Inform your doctor, nurse or pharmacist before using Levofloxacin Normon if you are unsure whether any of the above conditions apply to you.

During treatment with this medicine

• If you experience sudden, severe pain in your abdomen or back, which may be symptoms of aortic dissection or aneurysm, go immediately to an emergency department. The risk may be increased if you are receiving treatment with systemic corticosteroids.

• If you begin to experience sudden shortness of breath, especially when lying down, or notice swelling in your ankles, feet or abdomen, or the onset of palpitations (sensation of rapid or irregular heartbeat), inform your doctor immediately.

• If you begin to experience sudden, involuntary jerking, muscle spasms or muscle contractions – consult a doctor immediately, as these could be signs of myoclonus. Your doctor may need to discontinue treatment with levofloxacin and initiate appropriate therapy.

• If you experience fatigue, paleness of the skin, bruising, uncontrolled bleeding, fever, sore throat, a serious deterioration in your general condition, or a feeling that your resistance to infections may be reduced – consult a doctor immediately, as these could be signs of blood disorders. Your doctor should monitor your blood with blood counts.
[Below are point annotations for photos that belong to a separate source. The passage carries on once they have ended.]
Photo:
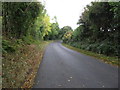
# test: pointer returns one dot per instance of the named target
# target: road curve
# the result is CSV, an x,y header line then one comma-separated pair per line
x,y
64,68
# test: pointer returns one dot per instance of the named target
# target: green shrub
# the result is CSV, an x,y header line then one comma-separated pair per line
x,y
7,47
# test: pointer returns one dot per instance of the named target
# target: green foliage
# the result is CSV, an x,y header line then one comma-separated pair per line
x,y
6,47
98,29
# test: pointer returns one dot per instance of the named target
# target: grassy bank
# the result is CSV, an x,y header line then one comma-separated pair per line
x,y
106,59
20,63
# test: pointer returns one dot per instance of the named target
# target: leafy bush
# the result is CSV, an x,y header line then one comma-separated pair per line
x,y
6,47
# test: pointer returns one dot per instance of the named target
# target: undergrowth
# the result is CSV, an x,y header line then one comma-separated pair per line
x,y
20,62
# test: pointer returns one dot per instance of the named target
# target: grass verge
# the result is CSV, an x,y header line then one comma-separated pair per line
x,y
20,67
107,59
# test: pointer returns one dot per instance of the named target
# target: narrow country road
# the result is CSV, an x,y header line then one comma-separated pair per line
x,y
64,68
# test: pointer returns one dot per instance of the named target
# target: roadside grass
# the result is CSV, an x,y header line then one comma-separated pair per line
x,y
20,67
107,59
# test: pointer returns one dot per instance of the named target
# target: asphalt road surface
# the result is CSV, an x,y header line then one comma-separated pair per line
x,y
64,68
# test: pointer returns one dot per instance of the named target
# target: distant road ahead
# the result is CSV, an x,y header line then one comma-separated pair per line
x,y
64,68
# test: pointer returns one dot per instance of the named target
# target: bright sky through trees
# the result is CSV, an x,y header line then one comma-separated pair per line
x,y
66,11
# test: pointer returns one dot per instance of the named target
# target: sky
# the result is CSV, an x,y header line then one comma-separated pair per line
x,y
66,11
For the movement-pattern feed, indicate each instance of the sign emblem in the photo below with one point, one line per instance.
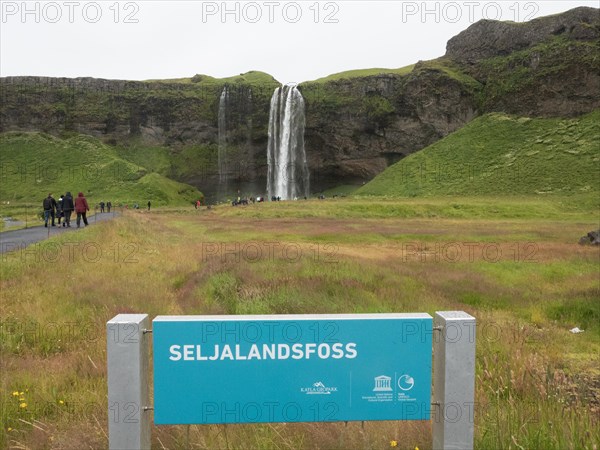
(406, 382)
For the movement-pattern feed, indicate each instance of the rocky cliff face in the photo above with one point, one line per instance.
(355, 126)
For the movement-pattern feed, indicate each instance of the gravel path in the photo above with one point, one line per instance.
(19, 239)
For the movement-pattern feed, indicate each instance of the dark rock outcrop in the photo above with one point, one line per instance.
(490, 38)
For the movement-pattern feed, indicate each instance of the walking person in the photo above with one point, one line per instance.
(59, 211)
(68, 207)
(49, 205)
(81, 208)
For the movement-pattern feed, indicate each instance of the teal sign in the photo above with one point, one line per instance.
(298, 368)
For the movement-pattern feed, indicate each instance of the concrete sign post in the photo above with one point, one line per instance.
(454, 381)
(128, 382)
(292, 368)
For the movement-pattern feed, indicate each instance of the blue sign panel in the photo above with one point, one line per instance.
(299, 368)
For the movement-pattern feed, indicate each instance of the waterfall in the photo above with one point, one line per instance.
(287, 175)
(222, 141)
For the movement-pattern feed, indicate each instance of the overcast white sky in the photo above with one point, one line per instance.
(293, 41)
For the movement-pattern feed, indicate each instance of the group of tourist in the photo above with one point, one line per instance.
(63, 208)
(108, 206)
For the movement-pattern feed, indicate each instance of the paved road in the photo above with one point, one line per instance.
(19, 239)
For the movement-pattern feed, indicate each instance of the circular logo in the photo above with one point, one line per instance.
(406, 382)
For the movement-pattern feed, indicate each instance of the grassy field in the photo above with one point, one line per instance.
(513, 263)
(34, 164)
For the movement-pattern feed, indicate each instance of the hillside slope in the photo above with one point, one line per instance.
(358, 123)
(34, 164)
(498, 154)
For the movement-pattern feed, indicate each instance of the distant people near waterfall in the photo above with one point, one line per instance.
(68, 207)
(81, 208)
(59, 210)
(49, 205)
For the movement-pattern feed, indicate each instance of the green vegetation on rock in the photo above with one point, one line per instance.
(34, 164)
(498, 154)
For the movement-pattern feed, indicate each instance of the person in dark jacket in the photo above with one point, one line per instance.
(68, 207)
(81, 208)
(49, 205)
(59, 211)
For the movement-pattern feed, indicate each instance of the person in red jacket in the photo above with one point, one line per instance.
(81, 208)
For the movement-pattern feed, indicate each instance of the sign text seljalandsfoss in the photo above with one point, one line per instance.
(298, 368)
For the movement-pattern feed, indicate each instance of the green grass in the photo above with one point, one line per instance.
(34, 164)
(498, 154)
(362, 73)
(535, 381)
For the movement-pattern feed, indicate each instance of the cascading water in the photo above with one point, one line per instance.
(287, 175)
(222, 141)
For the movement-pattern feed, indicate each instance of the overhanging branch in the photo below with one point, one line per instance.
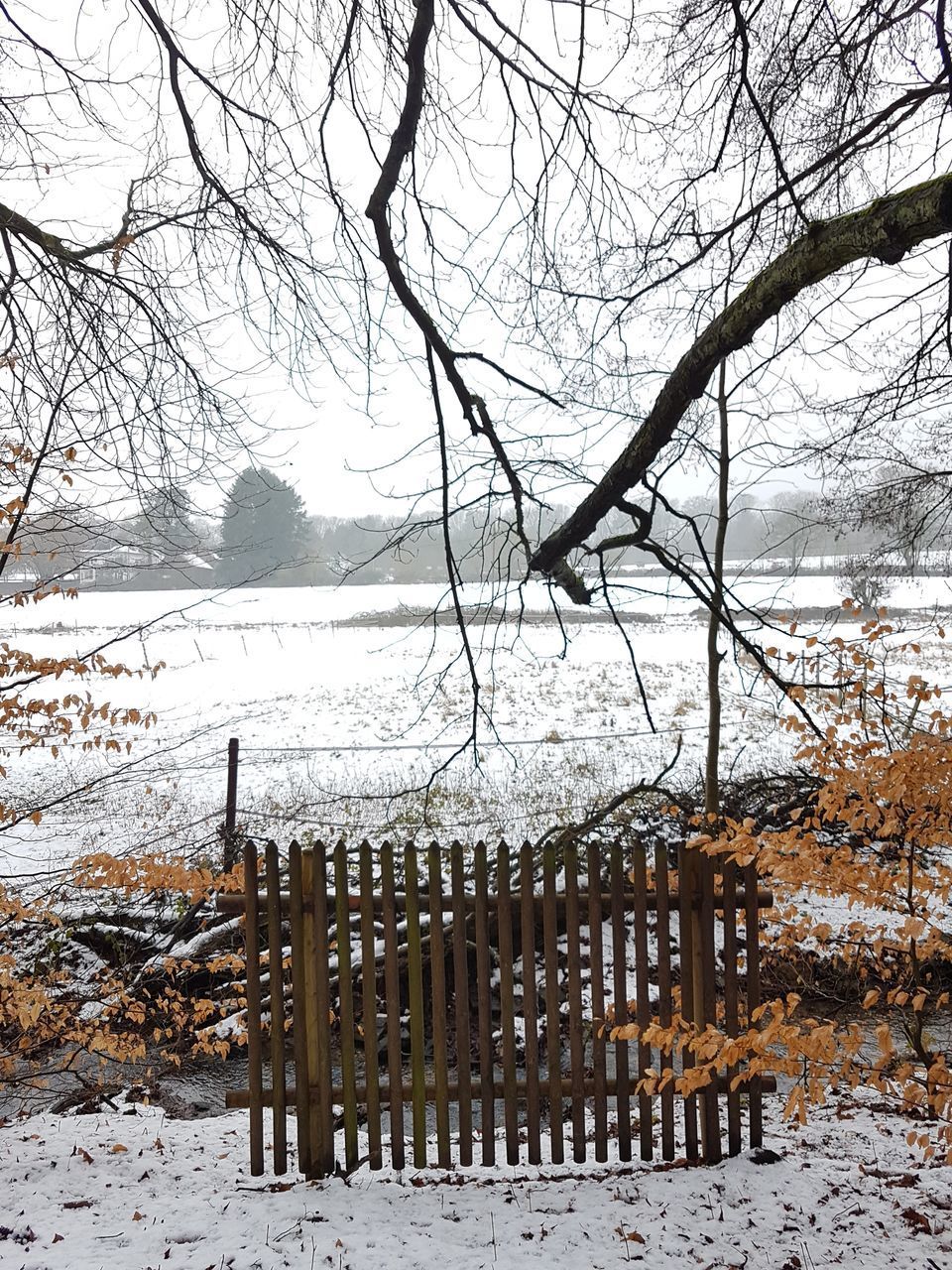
(885, 230)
If blood counts are abnormal, your doctor may need to discontinue treatment.

In rare cases, joint pain and swelling, and inflammation or rupture of tendons may occur. The risk is higher if you are elderly (over 60 years), have received an organ transplant, have kidney problems, or are being treated with corticosteroids. Tendon inflammation and rupture may occur within the first 48 hours of treatment and even up to several months after stopping treatment with Levofloxacin Normon. At the first sign of tendon pain or inflammation (e.g., in the ankle, wrist, elbow, shoulder or knee), stop taking Levofloxacin Normon, contact your doctor, and rest the affected area. Avoid unnecessary physical activity, as this could increase the risk of tendon rupture.

In rare cases, you may experience symptoms of nerve damage (neuropathy) such as pain, burning, tingling, numbness, and/or weakness, especially in the feet and legs or in the hands and arms. If this occurs, stop taking levofloxacin Normon and inform your doctor immediately to prevent the development of a potentially irreversible condition.

Severe disabling, prolonged, and potentially irreversible adverse effects.

Antibacterial medicines containing fluoroquinolones or quinolones, including levofloxacin Normon, have been associated with very rare but serious adverse effects, some of which were long-lasting (persisting for months or years), disabling, or potentially irreversible. These include tendon, muscle, and joint pain in the upper and lower limbs, difficulty walking, abnormal sensations such as pricking, tingling, pins and needles, numbness, or burning (paresthesia), sensory disturbances such as decreased vision, taste, smell, and hearing, depression, memory impairment, severe fatigue, and serious sleep disorders.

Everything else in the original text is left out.